The passage of the CHIPS Act can help build Ohio’s economy for decades to come.
The U.S. House of Representatives agreed to Senate changes in the act, named for its purpose of creating-helpful-incentives-to-produce-semiconductors.
The $52 billion incentive package for domestic production of the vital source of technology that touches nearly every aspect of our lives, simply matches what computer-chip manufacturers can get in Asia or Europe.
It’s a big deal for national security and economic competitiveness. But it’s a huge boost of nearly unfathomable impact in Ohio. The $20 billion chip-fabrication plant Intel planned for Licking County, but delayed breaking ground on pending passage of the CHIPS Act, seems a sure thing.
That’s not to say there aren’t hurdles to overcome. Intel’s second quarter results were what the Wall Street Journal called a disaster.
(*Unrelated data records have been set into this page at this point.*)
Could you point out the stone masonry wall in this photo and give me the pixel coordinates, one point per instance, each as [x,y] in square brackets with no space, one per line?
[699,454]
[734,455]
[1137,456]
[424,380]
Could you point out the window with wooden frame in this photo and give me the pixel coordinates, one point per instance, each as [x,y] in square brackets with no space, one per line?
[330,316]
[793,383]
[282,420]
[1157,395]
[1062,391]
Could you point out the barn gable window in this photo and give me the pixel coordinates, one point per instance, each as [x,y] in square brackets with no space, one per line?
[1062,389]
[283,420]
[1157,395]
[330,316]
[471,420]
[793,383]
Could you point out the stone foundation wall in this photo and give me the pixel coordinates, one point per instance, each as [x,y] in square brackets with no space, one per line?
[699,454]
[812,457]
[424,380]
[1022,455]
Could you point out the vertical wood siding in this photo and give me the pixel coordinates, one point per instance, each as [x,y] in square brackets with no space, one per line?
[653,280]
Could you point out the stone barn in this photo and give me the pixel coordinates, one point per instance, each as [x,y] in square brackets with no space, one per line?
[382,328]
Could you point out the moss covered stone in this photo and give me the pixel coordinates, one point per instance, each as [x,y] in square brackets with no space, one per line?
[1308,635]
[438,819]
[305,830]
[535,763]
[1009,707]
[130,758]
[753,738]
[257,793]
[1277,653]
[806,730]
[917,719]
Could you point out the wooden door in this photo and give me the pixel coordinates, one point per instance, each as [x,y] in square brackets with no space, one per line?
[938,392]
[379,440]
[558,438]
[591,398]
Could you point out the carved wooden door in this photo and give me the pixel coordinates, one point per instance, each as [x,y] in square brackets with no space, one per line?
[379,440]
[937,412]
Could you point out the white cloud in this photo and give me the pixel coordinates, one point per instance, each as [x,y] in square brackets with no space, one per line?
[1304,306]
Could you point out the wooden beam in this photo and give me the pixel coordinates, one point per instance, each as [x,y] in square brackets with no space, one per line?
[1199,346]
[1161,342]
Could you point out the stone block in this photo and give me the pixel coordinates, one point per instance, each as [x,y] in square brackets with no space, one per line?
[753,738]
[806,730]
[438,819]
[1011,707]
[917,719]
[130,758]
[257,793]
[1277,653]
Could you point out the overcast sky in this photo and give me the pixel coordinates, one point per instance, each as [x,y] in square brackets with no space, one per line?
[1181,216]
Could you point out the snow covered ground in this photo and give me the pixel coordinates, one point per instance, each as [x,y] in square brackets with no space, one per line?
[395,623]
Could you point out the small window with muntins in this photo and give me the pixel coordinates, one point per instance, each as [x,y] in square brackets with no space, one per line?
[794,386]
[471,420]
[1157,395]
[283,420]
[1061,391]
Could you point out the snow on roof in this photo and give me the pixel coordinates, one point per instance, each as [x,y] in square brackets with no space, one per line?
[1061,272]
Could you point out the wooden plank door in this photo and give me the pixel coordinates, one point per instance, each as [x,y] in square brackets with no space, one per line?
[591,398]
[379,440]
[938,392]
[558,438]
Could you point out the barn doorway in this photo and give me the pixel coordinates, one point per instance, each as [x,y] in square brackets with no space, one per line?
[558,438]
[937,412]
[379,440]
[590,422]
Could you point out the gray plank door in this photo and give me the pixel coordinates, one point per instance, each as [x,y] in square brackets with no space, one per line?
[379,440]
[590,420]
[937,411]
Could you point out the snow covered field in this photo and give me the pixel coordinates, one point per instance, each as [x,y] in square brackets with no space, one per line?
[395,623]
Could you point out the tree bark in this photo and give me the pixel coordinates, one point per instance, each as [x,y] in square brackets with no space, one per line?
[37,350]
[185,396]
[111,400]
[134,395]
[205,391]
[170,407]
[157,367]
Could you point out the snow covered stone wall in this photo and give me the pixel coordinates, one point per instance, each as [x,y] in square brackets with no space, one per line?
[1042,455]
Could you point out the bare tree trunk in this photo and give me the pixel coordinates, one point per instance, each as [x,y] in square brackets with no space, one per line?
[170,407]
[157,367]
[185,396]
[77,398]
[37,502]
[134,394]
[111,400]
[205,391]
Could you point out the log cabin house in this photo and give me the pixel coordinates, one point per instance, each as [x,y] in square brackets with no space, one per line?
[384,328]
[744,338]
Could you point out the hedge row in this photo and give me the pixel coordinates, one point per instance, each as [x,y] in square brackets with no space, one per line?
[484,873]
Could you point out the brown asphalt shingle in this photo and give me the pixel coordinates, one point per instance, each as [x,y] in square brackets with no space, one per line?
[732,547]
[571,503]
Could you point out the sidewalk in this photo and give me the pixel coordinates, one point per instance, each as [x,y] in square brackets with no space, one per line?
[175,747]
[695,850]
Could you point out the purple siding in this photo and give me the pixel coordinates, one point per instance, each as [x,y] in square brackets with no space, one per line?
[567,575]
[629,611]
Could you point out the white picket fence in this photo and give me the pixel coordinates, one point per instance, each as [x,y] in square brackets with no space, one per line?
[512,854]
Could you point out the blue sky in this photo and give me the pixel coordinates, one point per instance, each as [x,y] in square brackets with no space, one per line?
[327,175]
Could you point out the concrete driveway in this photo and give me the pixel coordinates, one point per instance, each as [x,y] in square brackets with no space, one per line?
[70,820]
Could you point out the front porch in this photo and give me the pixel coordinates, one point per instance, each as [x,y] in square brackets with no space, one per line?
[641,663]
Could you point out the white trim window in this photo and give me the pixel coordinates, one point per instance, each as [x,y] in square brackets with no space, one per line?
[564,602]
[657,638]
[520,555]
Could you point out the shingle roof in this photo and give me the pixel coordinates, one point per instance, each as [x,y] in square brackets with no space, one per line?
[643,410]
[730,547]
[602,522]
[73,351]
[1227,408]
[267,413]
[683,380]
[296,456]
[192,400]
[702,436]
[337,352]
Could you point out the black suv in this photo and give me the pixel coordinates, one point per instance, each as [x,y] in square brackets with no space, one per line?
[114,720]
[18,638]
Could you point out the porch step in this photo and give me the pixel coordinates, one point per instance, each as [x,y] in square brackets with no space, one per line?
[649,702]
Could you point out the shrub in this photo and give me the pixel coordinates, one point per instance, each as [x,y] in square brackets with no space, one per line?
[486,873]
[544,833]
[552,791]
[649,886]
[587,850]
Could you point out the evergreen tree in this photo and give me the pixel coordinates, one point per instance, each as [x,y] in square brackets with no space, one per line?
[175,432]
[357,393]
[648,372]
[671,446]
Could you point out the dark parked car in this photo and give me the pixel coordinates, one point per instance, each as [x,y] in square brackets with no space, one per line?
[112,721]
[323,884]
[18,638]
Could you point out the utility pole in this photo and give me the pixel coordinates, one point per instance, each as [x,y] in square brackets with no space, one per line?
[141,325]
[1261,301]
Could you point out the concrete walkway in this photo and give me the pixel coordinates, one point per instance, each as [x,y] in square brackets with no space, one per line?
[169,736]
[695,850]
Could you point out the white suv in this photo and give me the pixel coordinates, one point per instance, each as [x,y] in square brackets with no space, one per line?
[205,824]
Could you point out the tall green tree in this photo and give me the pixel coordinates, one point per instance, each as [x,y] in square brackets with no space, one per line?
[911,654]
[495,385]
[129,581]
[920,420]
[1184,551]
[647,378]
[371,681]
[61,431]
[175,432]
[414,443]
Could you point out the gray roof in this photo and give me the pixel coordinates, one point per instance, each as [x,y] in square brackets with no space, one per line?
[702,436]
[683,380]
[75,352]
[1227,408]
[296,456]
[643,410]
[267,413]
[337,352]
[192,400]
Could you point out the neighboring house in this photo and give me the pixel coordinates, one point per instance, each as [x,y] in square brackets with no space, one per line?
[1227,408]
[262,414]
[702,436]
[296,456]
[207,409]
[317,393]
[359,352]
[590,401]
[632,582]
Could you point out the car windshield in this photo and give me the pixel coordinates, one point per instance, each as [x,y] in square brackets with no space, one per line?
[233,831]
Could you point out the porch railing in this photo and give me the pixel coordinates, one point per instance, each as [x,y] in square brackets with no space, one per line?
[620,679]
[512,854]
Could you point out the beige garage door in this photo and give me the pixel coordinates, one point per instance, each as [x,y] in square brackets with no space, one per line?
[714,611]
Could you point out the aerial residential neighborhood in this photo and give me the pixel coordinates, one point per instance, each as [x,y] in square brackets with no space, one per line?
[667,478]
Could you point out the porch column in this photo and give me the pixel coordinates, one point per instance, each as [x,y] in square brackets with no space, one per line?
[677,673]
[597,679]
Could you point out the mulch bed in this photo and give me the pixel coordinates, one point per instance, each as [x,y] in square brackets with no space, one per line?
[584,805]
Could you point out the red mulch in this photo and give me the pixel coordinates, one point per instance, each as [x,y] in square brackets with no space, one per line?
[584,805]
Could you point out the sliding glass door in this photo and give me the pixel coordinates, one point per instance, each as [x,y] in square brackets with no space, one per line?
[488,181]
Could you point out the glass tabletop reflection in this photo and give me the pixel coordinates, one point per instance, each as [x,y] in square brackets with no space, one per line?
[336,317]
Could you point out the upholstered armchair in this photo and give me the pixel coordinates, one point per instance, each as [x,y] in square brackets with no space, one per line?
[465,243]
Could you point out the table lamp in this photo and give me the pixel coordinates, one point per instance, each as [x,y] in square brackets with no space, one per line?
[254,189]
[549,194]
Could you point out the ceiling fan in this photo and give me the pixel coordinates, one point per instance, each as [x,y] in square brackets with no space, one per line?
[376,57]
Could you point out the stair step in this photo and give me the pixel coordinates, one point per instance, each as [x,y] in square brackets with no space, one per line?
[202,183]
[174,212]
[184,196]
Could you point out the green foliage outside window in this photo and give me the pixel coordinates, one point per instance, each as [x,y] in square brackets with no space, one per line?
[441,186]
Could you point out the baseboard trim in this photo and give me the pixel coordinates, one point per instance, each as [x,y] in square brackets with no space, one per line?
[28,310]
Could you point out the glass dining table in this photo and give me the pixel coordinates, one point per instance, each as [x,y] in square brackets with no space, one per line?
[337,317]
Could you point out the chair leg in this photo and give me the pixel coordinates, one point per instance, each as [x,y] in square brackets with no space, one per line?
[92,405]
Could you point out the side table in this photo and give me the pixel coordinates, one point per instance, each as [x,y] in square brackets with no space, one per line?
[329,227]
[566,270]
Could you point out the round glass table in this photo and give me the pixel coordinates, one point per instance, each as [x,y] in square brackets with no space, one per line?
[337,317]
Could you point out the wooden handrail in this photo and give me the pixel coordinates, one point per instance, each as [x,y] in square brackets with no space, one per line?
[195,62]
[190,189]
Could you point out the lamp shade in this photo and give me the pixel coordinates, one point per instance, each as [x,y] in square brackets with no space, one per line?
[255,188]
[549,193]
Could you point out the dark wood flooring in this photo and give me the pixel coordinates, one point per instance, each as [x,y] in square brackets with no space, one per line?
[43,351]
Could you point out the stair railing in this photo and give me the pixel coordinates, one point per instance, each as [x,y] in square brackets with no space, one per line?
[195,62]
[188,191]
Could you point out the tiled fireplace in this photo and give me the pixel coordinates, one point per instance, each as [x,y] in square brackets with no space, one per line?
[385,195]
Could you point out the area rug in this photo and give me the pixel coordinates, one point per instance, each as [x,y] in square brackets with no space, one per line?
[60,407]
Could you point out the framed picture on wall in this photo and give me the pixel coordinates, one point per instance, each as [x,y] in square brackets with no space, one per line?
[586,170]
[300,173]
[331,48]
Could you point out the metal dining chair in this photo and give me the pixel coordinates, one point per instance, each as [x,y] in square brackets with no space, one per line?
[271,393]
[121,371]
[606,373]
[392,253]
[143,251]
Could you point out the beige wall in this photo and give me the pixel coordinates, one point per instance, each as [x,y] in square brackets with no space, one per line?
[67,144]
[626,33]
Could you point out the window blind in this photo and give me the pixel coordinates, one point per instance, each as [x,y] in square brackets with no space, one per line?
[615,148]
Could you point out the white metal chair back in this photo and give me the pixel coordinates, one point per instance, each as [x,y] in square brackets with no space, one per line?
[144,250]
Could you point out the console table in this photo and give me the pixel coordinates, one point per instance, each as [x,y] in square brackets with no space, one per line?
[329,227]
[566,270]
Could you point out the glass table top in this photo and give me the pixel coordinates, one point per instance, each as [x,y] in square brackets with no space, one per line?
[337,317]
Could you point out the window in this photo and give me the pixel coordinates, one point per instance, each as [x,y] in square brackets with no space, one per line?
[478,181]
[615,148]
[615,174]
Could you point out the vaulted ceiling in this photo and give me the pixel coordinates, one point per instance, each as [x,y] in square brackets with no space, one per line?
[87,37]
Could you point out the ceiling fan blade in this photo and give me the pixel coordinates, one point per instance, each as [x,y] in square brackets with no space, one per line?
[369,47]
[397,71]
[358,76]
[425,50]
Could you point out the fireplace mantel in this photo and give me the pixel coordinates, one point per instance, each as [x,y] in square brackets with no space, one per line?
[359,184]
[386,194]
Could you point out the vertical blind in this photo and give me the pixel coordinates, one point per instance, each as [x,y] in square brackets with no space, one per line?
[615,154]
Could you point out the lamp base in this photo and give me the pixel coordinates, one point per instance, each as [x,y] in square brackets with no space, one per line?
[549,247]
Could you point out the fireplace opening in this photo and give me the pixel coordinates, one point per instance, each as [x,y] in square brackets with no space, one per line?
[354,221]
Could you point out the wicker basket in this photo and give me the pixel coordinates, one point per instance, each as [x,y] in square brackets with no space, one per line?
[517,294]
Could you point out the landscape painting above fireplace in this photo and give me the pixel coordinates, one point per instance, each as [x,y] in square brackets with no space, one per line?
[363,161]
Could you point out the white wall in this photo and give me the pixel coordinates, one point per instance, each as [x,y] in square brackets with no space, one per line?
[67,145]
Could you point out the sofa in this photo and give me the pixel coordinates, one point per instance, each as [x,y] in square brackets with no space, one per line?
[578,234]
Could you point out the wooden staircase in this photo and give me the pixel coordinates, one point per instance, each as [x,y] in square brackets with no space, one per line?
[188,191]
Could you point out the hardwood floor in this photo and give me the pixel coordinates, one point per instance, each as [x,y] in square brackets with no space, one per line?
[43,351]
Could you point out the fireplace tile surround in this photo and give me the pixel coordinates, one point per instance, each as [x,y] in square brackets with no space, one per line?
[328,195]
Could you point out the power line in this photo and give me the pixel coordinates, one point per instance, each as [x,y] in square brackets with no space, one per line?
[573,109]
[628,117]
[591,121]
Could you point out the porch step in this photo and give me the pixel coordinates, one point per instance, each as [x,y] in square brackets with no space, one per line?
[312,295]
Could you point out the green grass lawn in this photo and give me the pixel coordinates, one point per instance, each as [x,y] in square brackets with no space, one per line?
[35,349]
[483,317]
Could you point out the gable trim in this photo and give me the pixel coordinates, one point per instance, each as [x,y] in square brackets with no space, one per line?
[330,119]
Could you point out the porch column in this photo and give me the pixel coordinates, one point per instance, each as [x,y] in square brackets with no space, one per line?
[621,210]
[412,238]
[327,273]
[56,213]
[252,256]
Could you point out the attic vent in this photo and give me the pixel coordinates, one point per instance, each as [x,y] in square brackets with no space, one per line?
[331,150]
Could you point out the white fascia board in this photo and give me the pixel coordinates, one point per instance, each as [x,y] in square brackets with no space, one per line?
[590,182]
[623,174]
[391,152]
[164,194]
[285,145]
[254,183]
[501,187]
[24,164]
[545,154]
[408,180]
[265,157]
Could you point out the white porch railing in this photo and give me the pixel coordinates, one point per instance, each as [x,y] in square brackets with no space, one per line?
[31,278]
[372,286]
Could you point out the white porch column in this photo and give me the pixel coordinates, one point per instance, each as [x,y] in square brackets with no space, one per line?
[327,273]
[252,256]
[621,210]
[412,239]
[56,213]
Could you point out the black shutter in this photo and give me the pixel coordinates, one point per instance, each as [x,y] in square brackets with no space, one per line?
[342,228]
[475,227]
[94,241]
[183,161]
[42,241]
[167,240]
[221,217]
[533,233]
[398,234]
The company faces significant headwinds, including some self-inflicted wounds.
The CHIPS Act, though, can help Intel retool and move forward.
The planned plant is a $20 billion investment likely to create 3,000 jobs with average salary of $135,000. That’s easily the largest economic development achievement in Ohio history.
With the CHIPS Act available to spur growth, Intel has plans to expand their Ohio investment to $100 billion. The additional $80 billion is almost 11% of the total Ohio economy. Bringing the impact home to Lucas County, the additional Intel investment is 320% more than all of the economic activity that takes place here.
Ohio’s Senators, Democrat Sherrod Brown and Republican Rob Portman, were in agreement, both voting to pass the CHIPS Act. In the House, most Ohio Republicans voted to support the incentive destined to make our state the “silicon heartland.”
If Intel’s plans come to fruition, tens of thousands of Ohioans for years to come will be glad political maneuvering to stymie the CHIPS Act failed.